Carlo Bertelli nella prefazione di un libro di Sebastiana: “Un viaggio attraverso il mondo, ma specialmente attraverso le anime del mondo e la propria anima. L’occhio appoggiato al mirino, nel momento decisivo dello scatto, Sebastiana Papa intuisce una totale partecipazione all’evento. […] Con dolcezza, ci offre una protesta, un grido di soccorso per la personalità che rischia di essere sommersa nei meccanismi della civiltà di massa. Per questo il suo diario non è un libro di viaggio o una forma di etnografia visiva.

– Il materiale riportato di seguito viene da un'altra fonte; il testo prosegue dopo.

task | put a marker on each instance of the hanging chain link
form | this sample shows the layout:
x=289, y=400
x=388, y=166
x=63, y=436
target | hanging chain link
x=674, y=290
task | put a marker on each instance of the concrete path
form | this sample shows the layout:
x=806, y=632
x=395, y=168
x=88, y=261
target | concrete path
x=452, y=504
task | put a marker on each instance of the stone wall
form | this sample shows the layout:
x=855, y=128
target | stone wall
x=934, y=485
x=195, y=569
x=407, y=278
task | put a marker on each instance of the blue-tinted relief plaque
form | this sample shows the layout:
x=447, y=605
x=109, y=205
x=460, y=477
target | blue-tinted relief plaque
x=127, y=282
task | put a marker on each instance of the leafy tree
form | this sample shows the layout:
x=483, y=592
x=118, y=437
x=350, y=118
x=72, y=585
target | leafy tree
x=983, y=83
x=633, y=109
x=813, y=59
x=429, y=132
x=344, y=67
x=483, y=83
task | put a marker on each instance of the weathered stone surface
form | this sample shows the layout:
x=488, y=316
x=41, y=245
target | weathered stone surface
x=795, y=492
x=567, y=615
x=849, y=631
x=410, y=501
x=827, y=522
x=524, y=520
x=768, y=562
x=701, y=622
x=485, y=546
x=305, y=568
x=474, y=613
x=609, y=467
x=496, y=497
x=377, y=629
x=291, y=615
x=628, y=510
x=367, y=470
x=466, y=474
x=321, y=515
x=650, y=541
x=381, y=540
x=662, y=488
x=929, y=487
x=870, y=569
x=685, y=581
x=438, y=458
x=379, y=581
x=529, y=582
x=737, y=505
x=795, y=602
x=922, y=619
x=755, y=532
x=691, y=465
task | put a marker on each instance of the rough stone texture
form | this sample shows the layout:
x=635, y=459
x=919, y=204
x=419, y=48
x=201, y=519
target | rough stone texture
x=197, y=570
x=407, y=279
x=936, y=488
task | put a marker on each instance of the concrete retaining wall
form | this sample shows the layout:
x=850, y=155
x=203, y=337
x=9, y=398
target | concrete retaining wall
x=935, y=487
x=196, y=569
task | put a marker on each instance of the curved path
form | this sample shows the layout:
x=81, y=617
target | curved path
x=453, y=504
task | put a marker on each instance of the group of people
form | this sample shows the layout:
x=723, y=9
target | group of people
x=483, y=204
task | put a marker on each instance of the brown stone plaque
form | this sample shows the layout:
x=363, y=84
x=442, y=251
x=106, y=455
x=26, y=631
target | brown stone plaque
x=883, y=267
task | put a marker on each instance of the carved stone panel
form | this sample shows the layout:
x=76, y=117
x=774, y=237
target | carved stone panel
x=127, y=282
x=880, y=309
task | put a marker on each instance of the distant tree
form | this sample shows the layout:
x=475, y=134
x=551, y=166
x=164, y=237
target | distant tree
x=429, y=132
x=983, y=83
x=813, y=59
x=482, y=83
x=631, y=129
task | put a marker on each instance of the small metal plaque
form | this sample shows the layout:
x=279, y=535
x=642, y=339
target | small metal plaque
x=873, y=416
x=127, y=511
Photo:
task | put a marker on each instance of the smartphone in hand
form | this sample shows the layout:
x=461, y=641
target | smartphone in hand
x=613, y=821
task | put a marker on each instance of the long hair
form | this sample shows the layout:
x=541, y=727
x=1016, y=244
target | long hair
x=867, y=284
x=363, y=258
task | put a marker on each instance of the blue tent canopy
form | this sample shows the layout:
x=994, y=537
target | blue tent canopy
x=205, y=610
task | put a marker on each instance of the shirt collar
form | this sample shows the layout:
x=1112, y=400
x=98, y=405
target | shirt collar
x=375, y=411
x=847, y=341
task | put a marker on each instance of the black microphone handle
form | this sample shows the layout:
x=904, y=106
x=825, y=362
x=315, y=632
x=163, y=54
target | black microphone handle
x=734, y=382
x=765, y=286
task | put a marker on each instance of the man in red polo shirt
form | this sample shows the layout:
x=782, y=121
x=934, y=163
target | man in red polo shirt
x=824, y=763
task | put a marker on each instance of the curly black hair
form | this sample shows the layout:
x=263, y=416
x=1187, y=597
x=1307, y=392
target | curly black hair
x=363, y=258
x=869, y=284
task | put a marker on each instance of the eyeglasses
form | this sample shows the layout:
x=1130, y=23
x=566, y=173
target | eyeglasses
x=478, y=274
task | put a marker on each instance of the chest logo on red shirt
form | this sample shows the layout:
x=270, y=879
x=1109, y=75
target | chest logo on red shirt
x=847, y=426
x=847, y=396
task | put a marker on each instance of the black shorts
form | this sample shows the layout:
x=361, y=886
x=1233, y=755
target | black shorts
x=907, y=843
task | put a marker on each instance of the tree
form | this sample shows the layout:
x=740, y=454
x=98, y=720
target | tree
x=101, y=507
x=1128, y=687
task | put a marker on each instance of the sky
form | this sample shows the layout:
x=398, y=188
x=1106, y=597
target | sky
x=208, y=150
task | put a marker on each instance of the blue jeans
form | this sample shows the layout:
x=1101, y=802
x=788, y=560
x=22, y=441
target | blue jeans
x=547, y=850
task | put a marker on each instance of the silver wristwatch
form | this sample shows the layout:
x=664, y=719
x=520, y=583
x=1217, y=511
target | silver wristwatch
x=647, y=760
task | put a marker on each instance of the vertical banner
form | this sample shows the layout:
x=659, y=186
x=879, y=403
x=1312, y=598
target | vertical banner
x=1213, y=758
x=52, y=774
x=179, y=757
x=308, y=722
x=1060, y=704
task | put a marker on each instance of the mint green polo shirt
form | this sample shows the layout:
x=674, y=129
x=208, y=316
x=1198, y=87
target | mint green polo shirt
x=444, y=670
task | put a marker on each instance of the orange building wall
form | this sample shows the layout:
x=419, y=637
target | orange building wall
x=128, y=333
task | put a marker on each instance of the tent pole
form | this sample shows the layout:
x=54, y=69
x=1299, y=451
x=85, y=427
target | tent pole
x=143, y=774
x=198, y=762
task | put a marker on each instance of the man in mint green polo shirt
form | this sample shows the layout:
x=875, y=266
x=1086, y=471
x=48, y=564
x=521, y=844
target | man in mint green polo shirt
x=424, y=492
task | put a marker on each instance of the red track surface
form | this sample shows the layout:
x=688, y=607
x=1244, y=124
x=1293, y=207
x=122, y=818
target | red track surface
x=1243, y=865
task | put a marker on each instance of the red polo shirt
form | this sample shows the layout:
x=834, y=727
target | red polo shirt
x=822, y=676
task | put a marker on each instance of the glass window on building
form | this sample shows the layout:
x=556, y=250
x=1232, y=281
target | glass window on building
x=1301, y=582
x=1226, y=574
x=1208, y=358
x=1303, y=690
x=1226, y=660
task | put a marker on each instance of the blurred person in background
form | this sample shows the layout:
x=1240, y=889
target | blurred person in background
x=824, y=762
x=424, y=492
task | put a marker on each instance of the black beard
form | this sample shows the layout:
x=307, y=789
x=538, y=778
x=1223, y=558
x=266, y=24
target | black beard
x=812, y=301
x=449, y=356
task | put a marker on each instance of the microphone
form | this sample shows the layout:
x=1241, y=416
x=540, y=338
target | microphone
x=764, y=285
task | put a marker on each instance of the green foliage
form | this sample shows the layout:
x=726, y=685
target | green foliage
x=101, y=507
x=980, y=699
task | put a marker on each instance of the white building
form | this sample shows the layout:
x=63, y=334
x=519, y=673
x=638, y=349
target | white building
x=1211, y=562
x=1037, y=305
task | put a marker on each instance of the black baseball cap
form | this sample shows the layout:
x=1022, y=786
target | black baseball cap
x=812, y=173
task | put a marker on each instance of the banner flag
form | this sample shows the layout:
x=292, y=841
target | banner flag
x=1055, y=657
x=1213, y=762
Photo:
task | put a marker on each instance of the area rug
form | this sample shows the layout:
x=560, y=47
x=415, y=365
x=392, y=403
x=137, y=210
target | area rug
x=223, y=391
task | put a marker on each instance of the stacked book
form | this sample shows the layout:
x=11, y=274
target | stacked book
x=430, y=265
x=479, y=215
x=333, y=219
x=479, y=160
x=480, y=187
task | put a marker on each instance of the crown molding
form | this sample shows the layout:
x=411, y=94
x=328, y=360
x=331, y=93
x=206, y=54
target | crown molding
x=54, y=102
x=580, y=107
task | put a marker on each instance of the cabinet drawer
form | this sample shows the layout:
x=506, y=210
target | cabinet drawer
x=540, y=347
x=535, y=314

La sue situazioni personali le appaiono – ci appaiono a tutti, attraverso la sua testimonianza – spesso sorrette da riti filtrati da antiche esperienze e raffinati in bellezza da millenarie civiltà.
Non si tratta di una bellezza metaforica. Anzi non è il tempio il luogo dove Sebastiana Papa la va a cercare, ma se mai in quel tempio costruito in ogni uomo e la cui costruzione armoniosa appare, nel gesto, nei momenti felici di rapporto sereno con la natura…
Una fotografia densa di cultura, ove “cultura non vuole dire soltanto ragione , ma anche commozione e sentimento.”
Per illustrare questo concetto ho scelto appunto “I Segni del Silenzio”
Un profondo studio sulla gestualità nel teatro indiano, confrontata con i gesti quotidiani in India, con la gestualità dei monaci cistercensi.
Interessante la nota scritta dalla Papa nella pagina del libro dedicata ai ringraziamenti, dove dice di non aver nessuno da ringraziare. Il suo lavoro era totalmente auto commissionato e autofinanziato, esattamente come succede troppo spesso ai nostri giorni.
Mi scuso per le pessime riproduzioni talvolta nemmeno rispettose del taglio originale della foto.
Ora magari uno appende la macchinetta al chiodo ed esclama ” vabbè ma fare foto simili in meravigliosi viaggi è facile, io non mi muovo molto dal mio paese!”.
Ed allora a smentire c’è “Nonantola” un meraviglioso libro commissionato alla Papa da un comune di circa 15.000 anime in provincia di Modena.